RIFTS Collectible Card Game
- Publishers: Precedence
- Players: 2 or more
- Setup time: < 5 minutes
- Playing time: < 60 minutes

= Rifts Collectible Card Game =

RIFTS Collectible Card Game is an out-of-print collectible card game released in September 2001.

==Gameplay==
Rifts was based on the role-playing game. The core set had 286 cards with an additional 38 fixed cards released in a starter box format designed to sit on a bookshelf next to the RPG. The fixed cards had different stats than the booster pack versions. Two additional promo cards were also available and their names were homages to Diamond Comic Distributors and Gilbert Gottfried. The game is set 300 years in the future where dimensional anomalies called "rifts" have beset the world and through which aliens, demons, gods, and magical forces invade Earth. Each player adopts the role of a post-holocaust nation such as CyberWorks or the Tolkeen.
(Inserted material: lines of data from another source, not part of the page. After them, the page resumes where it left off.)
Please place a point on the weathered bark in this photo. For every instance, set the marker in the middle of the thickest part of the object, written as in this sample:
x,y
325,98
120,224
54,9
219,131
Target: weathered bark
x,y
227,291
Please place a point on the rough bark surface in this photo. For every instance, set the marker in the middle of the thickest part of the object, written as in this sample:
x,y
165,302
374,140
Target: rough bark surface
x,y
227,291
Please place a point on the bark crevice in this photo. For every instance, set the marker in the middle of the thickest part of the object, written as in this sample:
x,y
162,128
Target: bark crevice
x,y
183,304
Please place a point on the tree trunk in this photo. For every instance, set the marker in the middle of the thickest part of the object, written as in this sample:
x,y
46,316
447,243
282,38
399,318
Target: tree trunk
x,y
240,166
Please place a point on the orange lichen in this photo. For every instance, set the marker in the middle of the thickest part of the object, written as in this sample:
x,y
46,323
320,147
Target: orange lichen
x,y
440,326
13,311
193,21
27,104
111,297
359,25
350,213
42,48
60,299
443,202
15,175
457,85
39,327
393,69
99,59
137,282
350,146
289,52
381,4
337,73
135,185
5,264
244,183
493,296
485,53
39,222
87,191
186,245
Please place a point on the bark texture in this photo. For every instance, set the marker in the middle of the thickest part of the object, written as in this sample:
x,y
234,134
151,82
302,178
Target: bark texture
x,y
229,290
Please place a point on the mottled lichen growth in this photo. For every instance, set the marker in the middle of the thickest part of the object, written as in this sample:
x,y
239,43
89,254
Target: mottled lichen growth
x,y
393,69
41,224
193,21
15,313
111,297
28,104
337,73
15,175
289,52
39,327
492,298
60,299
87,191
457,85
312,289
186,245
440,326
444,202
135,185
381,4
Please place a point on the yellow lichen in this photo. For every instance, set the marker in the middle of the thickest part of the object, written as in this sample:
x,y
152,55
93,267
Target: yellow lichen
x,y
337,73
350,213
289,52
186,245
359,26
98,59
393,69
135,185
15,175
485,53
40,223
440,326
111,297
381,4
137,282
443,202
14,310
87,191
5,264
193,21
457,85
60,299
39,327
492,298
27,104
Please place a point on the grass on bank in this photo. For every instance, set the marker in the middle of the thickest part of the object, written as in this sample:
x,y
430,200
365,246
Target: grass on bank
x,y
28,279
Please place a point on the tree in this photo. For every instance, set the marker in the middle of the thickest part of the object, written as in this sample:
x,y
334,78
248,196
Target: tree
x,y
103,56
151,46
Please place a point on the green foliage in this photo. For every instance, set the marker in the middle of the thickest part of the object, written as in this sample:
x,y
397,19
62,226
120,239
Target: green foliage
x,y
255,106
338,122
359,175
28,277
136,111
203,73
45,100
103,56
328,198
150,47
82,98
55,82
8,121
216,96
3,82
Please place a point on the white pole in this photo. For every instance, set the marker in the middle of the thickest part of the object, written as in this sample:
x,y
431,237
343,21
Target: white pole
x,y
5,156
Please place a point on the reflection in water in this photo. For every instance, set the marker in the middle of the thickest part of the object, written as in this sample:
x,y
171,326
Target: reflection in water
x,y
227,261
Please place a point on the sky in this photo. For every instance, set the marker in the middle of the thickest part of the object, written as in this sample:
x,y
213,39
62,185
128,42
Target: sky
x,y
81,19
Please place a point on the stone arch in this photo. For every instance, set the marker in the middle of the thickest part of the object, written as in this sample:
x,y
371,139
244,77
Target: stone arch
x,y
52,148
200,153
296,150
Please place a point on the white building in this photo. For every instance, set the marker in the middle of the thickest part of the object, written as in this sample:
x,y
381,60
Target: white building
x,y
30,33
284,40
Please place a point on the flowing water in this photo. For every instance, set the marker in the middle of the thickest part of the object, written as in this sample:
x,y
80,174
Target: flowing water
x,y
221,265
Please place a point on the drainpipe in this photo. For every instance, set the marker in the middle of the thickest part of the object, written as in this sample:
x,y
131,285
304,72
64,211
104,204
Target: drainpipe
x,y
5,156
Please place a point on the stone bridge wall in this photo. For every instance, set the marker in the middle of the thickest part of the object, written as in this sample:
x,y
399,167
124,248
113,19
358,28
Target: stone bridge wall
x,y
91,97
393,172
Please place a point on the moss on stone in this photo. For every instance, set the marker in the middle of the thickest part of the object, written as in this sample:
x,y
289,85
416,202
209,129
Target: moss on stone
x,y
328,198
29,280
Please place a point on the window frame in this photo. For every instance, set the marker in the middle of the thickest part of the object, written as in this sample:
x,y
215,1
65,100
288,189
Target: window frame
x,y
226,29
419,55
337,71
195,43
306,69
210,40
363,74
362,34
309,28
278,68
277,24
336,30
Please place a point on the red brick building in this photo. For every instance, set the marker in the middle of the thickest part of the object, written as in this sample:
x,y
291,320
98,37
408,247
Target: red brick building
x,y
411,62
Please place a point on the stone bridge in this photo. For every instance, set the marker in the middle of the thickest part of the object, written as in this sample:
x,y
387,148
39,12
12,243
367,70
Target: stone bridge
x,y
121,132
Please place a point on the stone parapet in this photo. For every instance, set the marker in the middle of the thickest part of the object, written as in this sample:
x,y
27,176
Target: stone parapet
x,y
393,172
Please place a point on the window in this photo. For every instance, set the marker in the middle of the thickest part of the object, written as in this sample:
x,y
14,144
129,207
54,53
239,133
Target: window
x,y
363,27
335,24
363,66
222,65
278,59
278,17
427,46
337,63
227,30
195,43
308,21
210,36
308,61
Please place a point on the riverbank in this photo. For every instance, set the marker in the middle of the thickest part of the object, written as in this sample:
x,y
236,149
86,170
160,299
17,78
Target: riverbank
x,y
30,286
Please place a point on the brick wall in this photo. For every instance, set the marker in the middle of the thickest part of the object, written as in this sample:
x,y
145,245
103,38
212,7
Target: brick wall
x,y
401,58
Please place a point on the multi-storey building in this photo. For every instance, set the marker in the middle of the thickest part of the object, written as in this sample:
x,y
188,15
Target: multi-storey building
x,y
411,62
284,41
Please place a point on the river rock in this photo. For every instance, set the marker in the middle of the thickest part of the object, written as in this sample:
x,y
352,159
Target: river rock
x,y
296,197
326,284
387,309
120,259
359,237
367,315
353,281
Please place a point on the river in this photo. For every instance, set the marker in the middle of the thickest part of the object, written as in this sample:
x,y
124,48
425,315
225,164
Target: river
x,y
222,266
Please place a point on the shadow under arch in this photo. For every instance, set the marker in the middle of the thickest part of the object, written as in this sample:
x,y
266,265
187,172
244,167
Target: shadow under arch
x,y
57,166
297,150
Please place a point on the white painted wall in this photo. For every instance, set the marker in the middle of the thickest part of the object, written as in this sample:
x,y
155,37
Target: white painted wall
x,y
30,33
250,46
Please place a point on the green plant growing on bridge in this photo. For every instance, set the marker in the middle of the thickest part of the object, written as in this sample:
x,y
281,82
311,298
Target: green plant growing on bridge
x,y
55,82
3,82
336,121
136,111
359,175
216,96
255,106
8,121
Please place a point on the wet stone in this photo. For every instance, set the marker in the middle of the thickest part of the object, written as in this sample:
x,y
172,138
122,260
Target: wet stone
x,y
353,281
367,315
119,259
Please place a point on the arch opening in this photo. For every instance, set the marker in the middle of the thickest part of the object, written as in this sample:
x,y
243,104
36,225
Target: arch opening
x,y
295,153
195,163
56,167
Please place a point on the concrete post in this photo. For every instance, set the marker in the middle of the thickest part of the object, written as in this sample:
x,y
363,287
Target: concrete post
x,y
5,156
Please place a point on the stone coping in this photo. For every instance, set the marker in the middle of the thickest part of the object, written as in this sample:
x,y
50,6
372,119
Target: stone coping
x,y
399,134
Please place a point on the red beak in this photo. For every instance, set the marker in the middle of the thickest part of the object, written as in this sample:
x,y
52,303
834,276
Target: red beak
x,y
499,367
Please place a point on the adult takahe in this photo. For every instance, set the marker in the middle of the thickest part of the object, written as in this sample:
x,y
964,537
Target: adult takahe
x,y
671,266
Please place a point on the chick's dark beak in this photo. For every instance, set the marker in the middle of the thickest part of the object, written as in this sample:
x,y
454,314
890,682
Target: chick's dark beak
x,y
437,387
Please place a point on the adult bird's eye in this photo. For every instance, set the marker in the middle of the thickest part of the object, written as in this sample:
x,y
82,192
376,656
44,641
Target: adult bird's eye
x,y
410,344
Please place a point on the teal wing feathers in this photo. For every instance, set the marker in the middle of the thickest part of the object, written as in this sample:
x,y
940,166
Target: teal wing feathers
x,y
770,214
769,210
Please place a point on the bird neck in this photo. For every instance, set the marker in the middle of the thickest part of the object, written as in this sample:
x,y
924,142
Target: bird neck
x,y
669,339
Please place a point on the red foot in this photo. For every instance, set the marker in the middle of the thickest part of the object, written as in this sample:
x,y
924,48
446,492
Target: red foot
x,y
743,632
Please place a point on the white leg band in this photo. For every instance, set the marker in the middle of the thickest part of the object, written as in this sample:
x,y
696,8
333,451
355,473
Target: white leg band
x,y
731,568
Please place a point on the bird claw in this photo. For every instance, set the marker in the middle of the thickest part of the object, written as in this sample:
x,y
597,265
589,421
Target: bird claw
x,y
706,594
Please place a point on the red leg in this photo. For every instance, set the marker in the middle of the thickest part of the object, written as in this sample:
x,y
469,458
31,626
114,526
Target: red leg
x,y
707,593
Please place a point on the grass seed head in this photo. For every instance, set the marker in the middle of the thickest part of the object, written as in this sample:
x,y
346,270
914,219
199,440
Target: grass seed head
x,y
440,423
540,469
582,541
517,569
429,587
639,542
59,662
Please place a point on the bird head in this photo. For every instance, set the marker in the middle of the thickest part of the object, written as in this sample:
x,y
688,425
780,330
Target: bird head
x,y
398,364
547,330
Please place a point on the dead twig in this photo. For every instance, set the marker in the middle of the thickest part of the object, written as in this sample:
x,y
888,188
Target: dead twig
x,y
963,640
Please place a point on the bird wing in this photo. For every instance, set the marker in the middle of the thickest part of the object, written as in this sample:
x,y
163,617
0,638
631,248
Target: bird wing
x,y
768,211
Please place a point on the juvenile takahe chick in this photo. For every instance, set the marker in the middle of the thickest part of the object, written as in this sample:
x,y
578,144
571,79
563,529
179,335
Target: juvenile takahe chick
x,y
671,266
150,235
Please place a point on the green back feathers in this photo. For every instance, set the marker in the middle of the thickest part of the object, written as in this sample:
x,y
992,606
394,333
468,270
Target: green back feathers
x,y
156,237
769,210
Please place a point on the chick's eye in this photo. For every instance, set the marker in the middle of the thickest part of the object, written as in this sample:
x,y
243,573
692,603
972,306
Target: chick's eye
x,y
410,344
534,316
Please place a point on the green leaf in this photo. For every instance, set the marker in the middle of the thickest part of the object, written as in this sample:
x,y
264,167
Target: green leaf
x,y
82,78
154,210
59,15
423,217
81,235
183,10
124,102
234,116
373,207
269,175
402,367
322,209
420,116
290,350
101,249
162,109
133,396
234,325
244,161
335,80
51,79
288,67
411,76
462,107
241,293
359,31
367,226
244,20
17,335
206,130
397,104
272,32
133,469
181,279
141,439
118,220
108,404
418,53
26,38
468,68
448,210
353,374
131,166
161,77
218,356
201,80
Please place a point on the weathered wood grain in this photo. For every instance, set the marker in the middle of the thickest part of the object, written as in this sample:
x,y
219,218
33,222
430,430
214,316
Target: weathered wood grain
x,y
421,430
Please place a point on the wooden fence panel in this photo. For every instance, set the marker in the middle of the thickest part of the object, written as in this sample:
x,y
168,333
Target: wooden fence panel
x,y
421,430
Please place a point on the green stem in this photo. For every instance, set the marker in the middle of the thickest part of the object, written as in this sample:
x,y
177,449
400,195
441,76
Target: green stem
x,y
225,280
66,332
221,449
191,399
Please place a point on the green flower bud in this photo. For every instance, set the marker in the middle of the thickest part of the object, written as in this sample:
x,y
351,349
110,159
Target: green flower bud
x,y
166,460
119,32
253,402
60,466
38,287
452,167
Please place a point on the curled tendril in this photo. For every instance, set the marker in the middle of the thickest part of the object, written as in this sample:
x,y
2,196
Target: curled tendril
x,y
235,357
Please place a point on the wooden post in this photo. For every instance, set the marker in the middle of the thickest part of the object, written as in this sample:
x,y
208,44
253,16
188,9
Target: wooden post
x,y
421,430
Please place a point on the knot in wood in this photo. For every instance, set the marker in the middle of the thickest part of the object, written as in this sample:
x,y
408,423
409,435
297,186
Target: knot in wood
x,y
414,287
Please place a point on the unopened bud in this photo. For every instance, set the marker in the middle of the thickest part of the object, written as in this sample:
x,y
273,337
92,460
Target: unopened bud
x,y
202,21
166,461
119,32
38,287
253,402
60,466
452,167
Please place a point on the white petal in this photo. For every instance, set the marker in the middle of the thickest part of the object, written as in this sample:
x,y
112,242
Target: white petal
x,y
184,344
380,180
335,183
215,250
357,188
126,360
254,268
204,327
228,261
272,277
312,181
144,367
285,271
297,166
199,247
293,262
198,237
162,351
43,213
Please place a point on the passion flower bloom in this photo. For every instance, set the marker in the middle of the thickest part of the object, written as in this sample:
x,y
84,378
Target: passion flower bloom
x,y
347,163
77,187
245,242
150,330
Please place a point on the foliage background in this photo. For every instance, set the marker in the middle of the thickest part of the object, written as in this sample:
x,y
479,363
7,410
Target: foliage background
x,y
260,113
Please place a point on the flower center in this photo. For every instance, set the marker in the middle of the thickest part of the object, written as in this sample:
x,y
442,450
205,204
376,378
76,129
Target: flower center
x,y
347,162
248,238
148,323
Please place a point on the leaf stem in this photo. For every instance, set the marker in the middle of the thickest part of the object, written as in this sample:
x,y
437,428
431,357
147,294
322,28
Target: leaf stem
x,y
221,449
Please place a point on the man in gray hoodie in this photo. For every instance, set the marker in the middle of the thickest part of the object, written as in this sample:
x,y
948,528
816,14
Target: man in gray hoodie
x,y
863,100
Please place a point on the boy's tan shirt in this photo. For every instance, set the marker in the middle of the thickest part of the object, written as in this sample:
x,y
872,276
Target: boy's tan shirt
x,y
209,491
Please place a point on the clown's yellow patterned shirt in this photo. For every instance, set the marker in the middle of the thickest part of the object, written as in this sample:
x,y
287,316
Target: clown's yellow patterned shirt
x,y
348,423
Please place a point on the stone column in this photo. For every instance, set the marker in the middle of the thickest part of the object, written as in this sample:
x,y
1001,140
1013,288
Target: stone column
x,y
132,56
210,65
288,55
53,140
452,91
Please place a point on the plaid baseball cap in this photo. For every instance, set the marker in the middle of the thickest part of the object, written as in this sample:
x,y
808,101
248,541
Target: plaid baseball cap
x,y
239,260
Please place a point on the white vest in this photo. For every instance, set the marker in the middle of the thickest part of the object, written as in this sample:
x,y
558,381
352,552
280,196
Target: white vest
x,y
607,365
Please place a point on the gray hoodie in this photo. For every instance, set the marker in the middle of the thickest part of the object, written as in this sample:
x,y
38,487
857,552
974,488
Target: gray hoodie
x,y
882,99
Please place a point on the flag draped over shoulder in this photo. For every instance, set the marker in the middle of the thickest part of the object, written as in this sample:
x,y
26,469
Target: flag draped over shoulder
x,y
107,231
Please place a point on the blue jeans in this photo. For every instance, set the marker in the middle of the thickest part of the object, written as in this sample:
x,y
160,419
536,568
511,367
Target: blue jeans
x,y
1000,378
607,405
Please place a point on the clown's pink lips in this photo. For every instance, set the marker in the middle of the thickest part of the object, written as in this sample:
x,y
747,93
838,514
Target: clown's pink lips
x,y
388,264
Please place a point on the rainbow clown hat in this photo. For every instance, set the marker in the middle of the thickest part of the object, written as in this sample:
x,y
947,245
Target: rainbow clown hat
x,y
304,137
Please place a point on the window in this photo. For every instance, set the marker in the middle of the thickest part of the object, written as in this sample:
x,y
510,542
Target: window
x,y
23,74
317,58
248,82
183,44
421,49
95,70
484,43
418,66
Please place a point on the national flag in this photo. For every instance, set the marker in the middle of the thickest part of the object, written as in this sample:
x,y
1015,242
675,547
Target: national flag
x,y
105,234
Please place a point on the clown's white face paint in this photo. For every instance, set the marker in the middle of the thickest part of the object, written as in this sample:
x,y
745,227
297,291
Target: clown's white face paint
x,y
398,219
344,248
The game is played so that the first person to run out of cards, loses the game.

==Publication history==
Rifts was one of the last games made by Precedence. Precedence spent more time developing this game than any other.

The game included artwork by Mark Evans, among others, that creator Kevin Siembieda's had a desire to reprint in an art book. It featured characters such as Fury Iron Juggernaut, General Ross Underhill, and King Victor Macklin. Eventually, the artwork was republished in the RIFTS Ultimate Edition RPG book. The book reproduced approximately 75 images from the CCG.

==Reception==
John Jackson Miller said that "One of the last games produced by Precedence, Rifts is the one it spent the most energy developing, by far. Long before the game hit the streets, the firm was attending conventions with the preliminary art. And what art! The effort to make this set sizzle shows with almost every card. The monsters are terrifying. The heroes are dynamically heroic. The biggest pain in the neck with the starter box is that it was designed to sit on a shop bookshelf next to the Rifts RPG. It's shaped and sized like a hardcover game book. Not exactly portable. Collectors should be aware that there are several cards fixed in the starters that have been redesigned to help you learn the game. Their regular booster versions have different stats, costs, and abilities that players will need to keep track of."

According to author Jane Frank, players thought the game artwork and game detail were excellent.

The Breaking Dads podcast reviewed the game and noted the company was hosting organized play events and gave retail support, when publisher support for the game immediately ceased as the company went out of business. They also remarked you couldn't play the full game with the starter packs alone but rather a "dumbed down" version of the game. Essentially, the game suffered from lack of expansions and felt "too basic", though they did mention the designer in an archived listserv addressed cards like Counter Attack, Event cards, as well as, adding new factions in future expansions.